However, your "main cause" above is just the proximal cause, and FD's trying to rewind the clock before that - what lead up to those catastrophic NG failures.
Yes. But "led up to" implies a causal connection.
Consider the NG failures that happened before the ERCOT went into EEA3 and started shedding load at 1:23 am on the 15th. These failures happened because gas production equipment, gas supply lines, gas power stations (and I think in rare cases, electrical substations connecting power stations to the grid?) suffered from the winter storm.
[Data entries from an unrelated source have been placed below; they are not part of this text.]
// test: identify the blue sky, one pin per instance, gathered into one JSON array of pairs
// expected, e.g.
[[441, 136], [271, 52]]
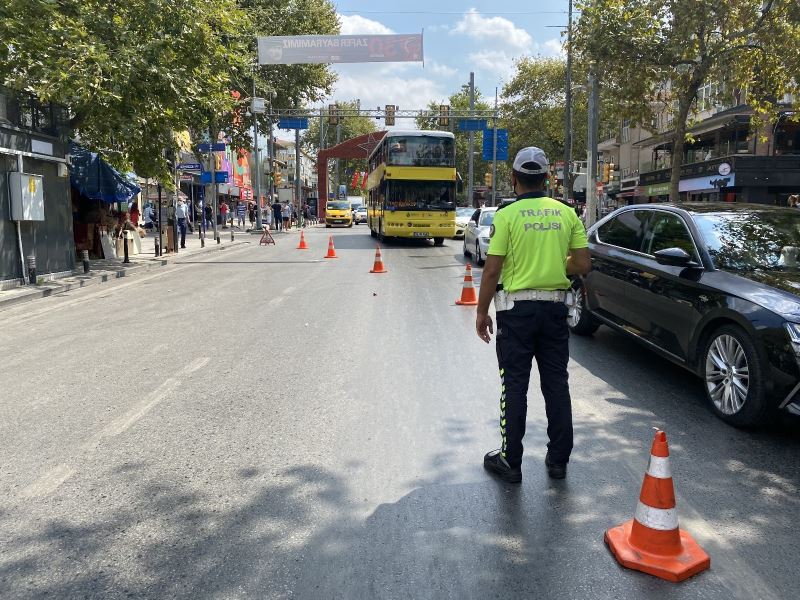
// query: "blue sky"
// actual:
[[480, 36]]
The fact that wind power under-produced by a few GW didn't matter because up until then, the grid wasn't affected, except for voluntary measures: some industries can shed load when ERCOT tells them to, and likewise some smart homes can reduce consumption. The gas infrastructure still had full power.
And there is no other link between wind turbines and the gas power infrastructure than the electrical grid.
I've given plenty of quotes that clearly state NG equipment failed because it was freezing.
I don't think we have enough data yet to debunk a claim - and here I'm rewording in order to hopefully clarify, if this is not what's intended I will retract this immediately - that "without the Wind failures the blackouts wouldn't have happened".
Yes, we do have the data.
There's a demand forecast peak on the morning of Feb 15th, around 8 am, which exceeds the 1 am load by about 10 GW. For no blackout to happen, that power needs to come from somewhere. But if we look at the actual outages, wind had less than 10 GW outage at that time:
And more NG kept going offline, many because of the blackout, but some because of the fuel issues (see the gas graph in post #11) and the cold; 1.4GW of nuclear power went offline at 5:27am "
due to cold weather-related issues in the plant's feedwater system."
The shortfall was more than wind turbines could've made up even if all of them had been weatherized (as they are in colder climates).
At the same time, both wind and solar were the only power sources that actually exceeded their "extreme weather scenario" quotas.